There is virtually no mention of filmmaking or politics on the site. And there is little indication as to what Hunter did professionally - beyond an involvement in various spiritual quests - before she and her partner, Mimi Hockman, started Midline Groove Production in the spring of 2006. As Colin Weil, a consultant to the Edwards webisodes told the Huffington Post: “Neither of them had done tons and tons of stuff before hand… The whole [Edwards’ taping] was pretty organic.”

On the deleted pages, the 44-year-old Hunter (formerly known as Lisa Druck) discusses her former hard partying days, her search for enlightenment, and her issues with drugs and debt. There is a 2005 interview she did with one-time boyfriend Jay McInerney, in which the celebrated novelist reveals that Hunter was the basis for Alison Poole, the main character of his book, Story of My Life.

“It was narrated in the first person,” McInerney writes in the intro to the interview, “from the point of view of an ostensibly jaded, cocaine-addled, sexually voracious 20-year old who was, shall we say, inspired by Lisa [aka Rielle].”

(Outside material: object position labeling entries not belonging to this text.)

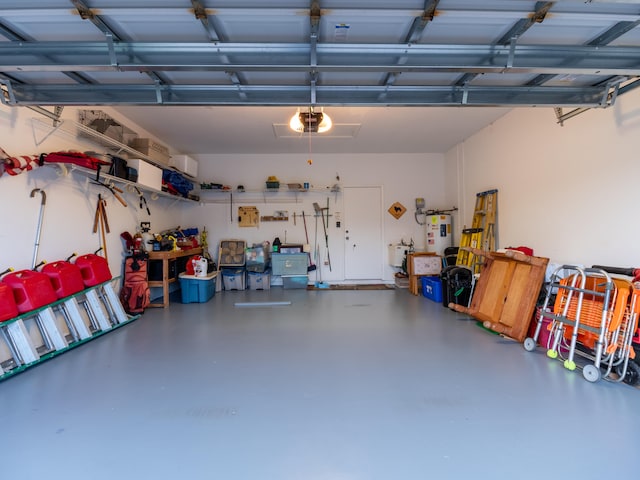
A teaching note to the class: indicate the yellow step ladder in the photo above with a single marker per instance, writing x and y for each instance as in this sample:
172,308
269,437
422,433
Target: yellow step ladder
481,235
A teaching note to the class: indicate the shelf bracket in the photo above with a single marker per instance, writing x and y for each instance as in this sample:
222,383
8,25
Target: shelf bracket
55,115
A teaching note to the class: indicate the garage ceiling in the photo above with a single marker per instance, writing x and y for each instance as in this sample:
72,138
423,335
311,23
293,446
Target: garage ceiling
325,53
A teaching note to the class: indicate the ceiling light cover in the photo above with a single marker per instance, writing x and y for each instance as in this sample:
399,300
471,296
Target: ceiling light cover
310,122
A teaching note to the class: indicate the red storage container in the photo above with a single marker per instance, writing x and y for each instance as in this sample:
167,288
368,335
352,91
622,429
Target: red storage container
30,289
94,269
8,308
65,278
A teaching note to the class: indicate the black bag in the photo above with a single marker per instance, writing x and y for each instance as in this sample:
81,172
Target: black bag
119,168
135,294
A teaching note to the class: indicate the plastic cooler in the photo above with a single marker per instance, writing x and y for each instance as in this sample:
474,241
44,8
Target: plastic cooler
31,289
94,269
66,278
197,289
233,278
259,281
432,288
8,308
295,281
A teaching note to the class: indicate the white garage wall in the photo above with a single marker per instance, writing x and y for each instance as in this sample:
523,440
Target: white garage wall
569,192
402,178
71,200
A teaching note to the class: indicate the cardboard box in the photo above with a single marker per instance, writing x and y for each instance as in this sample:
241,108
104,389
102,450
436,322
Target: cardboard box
152,149
233,278
148,175
185,164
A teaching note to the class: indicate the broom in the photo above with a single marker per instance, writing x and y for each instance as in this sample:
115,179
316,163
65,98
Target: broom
311,266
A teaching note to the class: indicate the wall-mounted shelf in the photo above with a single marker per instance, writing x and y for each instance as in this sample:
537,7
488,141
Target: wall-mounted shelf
82,131
66,168
266,195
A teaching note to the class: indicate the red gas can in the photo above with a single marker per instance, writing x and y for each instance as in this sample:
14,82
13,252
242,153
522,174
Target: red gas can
8,308
94,269
65,277
30,289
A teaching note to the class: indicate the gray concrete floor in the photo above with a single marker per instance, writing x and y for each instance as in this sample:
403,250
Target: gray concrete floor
340,385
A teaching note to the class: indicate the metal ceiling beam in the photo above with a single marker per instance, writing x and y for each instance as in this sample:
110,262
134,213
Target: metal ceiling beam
138,56
415,32
87,13
200,12
63,94
10,34
601,40
539,14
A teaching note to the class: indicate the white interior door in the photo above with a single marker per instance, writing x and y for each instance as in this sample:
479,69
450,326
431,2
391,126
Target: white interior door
363,233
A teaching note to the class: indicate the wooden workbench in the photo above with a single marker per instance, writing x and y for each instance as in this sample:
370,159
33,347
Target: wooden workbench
167,257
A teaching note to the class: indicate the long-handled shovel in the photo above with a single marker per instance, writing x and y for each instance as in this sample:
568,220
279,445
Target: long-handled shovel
311,266
320,211
39,230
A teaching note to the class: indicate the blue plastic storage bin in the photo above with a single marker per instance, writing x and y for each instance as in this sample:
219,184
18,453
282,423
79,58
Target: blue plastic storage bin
432,288
259,281
295,281
197,289
233,278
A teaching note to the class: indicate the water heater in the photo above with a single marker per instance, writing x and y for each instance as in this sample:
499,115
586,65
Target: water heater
439,234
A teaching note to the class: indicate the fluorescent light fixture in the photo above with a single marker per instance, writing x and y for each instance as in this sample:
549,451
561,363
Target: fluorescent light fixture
310,121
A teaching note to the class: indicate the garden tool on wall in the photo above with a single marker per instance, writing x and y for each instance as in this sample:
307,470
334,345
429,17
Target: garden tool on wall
311,266
109,186
43,201
143,201
100,219
320,211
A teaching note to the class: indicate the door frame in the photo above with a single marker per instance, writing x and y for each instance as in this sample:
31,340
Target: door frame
381,253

The two go on to discuss Hunter’s life after the book’s publication. Here’s an excerpt (the full interview is available here):

Hunter: I thought I was going to LA to be an actress and to get away from New York because I was doing so many drugs. We always think we’re going somewhere for some particular reason, and it turns out that that isn’t the reason at all

McInerney: Is LA less druggy than New York?

Hunter: Oh yeah. Actually the reason it was less druggy was because someone referred me to a healer who did a clearing on my energy field. I was in a state of ecstasy for about a week and realized what I was looking for, in terms of medication, was inside of me; it was a higher bliss. With that clearing, all desire for drugs or alcohol vanished. I became sober overnight. And then I became a spiritual seeker, addicted to a higher consciousness, addicted to enlightenment.

So why was Hunter’s website - which had no material related to her work with Edwards or the Edwards’ campaign - taken down? Emails and calls to Midline Groove Productions went unanswered.

Moreover, why did Edwards choose someone with limited film experience to document his behind-the-scenes campaign presence - “the real John Edwards”? The Senator’s campaign, likewise, did not return calls requesting comment.

And was the more than $100,000 spent by Edwards’ One American Committee - itself dedicated to fighting poverty and lifting Americans into the middle class - worth it?

According to several experts on the topic, the project was unique, portraying the senator in a positive informal light that could potentially benefit his presidential campaign. But the cost of the films, they say, was higher than that of traditional political video.

“In terms of politics it’s a lot. In terms of non-political production it is chump change,” said Jeremy Thompson, a Democratic media consultant, who works for the organization Reelpolitik. “The combination of how much was paid, the experience factor and how many pieces [Midline] made, made the whole thing a bit surprising.”